Stored procedures aren't portable. Support for stored procedures varies much more than SQL dialects between RDBMSs. Nevertheless, it would be rare to lose the entire investment in a set of stored procedures on migrating from one RDBMS to another.
If stored procedures grow complex, they may reduce an application's maintainability.
Some other common objections have less validity:
"Using stored procedures puts business logic in the wrong place"
If we distinguish between persistence logic and business logic, the idea of putting persistence logic in a relational database makes perfect sense.
"Using stored procedures means that J2EE security may be compromised"
Security is a matter of business logic, not persistence logic: if we keep our business logic in J2EE, there is no need to restrict access to data.
"The database will become a performance bottleneck"
Especially, if a single database instance is serving a cluster of J2EE servers, the processing of stored procedures may limit overall performance. However, there are trade-offs to consider:
In my experience, it's much commoner to see network performance between application server and database limit the overall performance of a J2EE application than the performance of a well-designed database.
There's no reason to perform an operation in a stored procedure rather than a J2EE component unless the operation can be done more naturally and efficiently inside the database server than in Java. Thus if we've implemented an operation efficiently inside the RDBMS and it still eats the server's CPU, it probably indicates that the RDBMS is badly tuned or needs to run on better hardware. Performing the same heavily-requested operation less efficiently in the application server will probably result in a more severe problem, and the need for more additional hardware.
The use of stored procedures from J2EE applications is an area where we should be pragmatic, and avoid rigid positions.
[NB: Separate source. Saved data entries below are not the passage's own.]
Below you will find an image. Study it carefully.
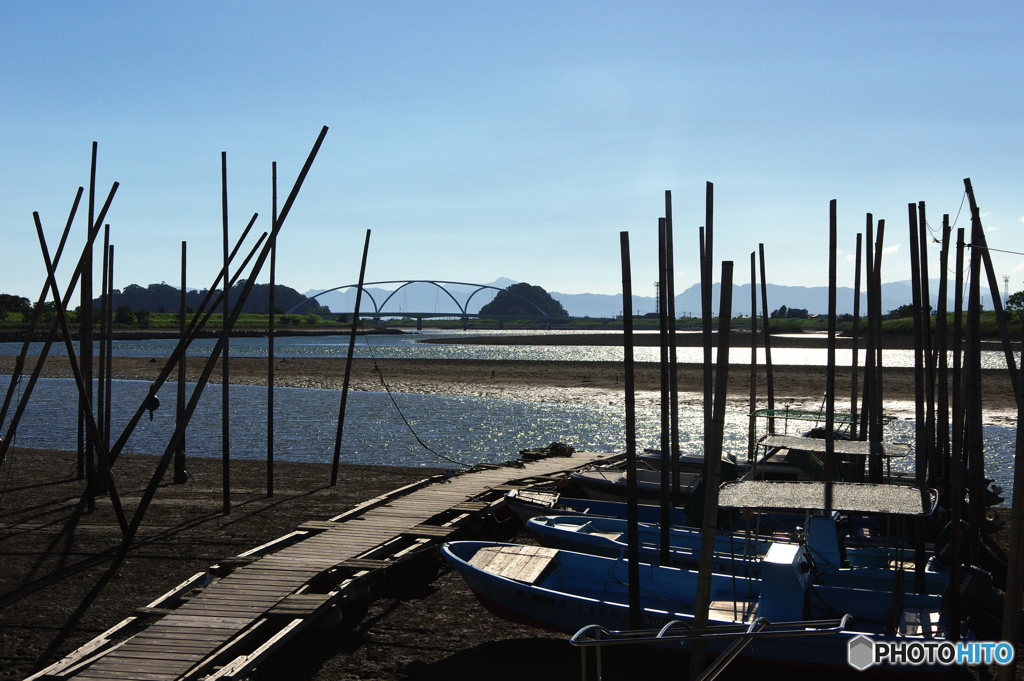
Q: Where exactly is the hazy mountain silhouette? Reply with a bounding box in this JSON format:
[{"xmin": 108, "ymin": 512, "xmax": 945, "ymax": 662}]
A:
[{"xmin": 308, "ymin": 278, "xmax": 955, "ymax": 318}]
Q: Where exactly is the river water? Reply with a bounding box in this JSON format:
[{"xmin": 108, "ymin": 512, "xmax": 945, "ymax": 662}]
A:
[{"xmin": 0, "ymin": 330, "xmax": 1017, "ymax": 506}]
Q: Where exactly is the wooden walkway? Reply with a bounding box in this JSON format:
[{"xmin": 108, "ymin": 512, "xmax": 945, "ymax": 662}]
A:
[{"xmin": 32, "ymin": 452, "xmax": 613, "ymax": 681}]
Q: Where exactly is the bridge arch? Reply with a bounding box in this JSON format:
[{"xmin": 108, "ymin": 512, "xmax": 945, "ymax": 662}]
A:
[{"xmin": 291, "ymin": 280, "xmax": 551, "ymax": 319}]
I feel that many J2EE developers' blanket rejection of stored procedures is a mistake. There are clear benefits in using stored procedures to implement persistence logic in some situations:
Stored procedures can handle updates spanning multiple database tables. Such updates are problematic with O/R mapping.
A more general form of the first point) Stored procedures can be used to hide the details of the RDBMS schema from Java code. Often there's no reason that Java business objects should know the structure of the database.
Round trips between the J2EE server and the database are likely to be slow. Using stored procedures can consolidate them in the same way in which we strive to consolidate remote calls in distributed J2EE applications to avoid network and invocation protocol overhead.
Stored procedures allow use of efficient RDBMS constructs. In some cases, this will lead to significantly higher performance and reduce load on the RDBMS.
Many data management problems can be solved much more easily using a database language such as PL/SQL than by issuing database commands from Java. It's a case of choosing the right tool for the job. I wouldn't consider using Perl in preference to Java to build a large application; neither would I waste my time and my employer's money by writing a text manipulation utility in Java if I could write it in Perl with a fraction of the effort.
There may be an investment in existing stored procedures that can be leveraged.
Stored procedures are easy to call from Java code, so using them tends to reduce, rather than increase, the complexity of J2EE applications.
Very few enterprises with existing IT shops have ported all their applications to J2EE, or are soon likely to. Hence persistence logic may be more useful in the RDBMS than in the J2EE server, if it can be used by other non J2EE applications (for example, custom reporting applications or in-house VB clients).
The danger in using stored procedures is the temptation to use them to implement business logic. This has many negative consequences, for example:
There is no single architectural tier that implements the application's business logic. Updates to business rules may involve changing both Java and database code.
The application's portability will reduce as stored procedures grow in complexity.
Two separate teams (J2EE and DBA) will share responsibility for business logic, raising the possibility of communication problems.
If we distinguish between persistence logic and business logic, using stored procedures will not break our architecture. Using a stored procedure is a good choice if it meets the following criteria:
The task cannot be accomplished simply using SQL (without a stored procedure). There is a higher overhead in invoking a stored procedure using JDBC than in running ordinary SQL, as well as greater complexity in the database.
The stored procedure can be viewed as a database-specific implementation of a simple Java interface.
It is concerned with persistence logic and not business logic and does not contain business rules that change frequently.
It produces a performance benefits.
The code of the stored procedure is not unduly complex. If a stored procedure is appropriate, part of the payoff will be a simpler implementation than could have been achieved in a Java object running within the J2EE server. Especially in an organization with DBA resources, 10 lines of PL/SQL will prove easier to maintain than 100 lines of Java, as such a size discrepancy would prove that PL/SQL was the right tool for the job.
ImportantВ
Do not use stored procedures to implement business logic. This should be done in Java business objects. However, stored procedures are a legitimate choice to implement some of the functionality of a DAO. There is no reason to reject use of stored procedures on design grounds.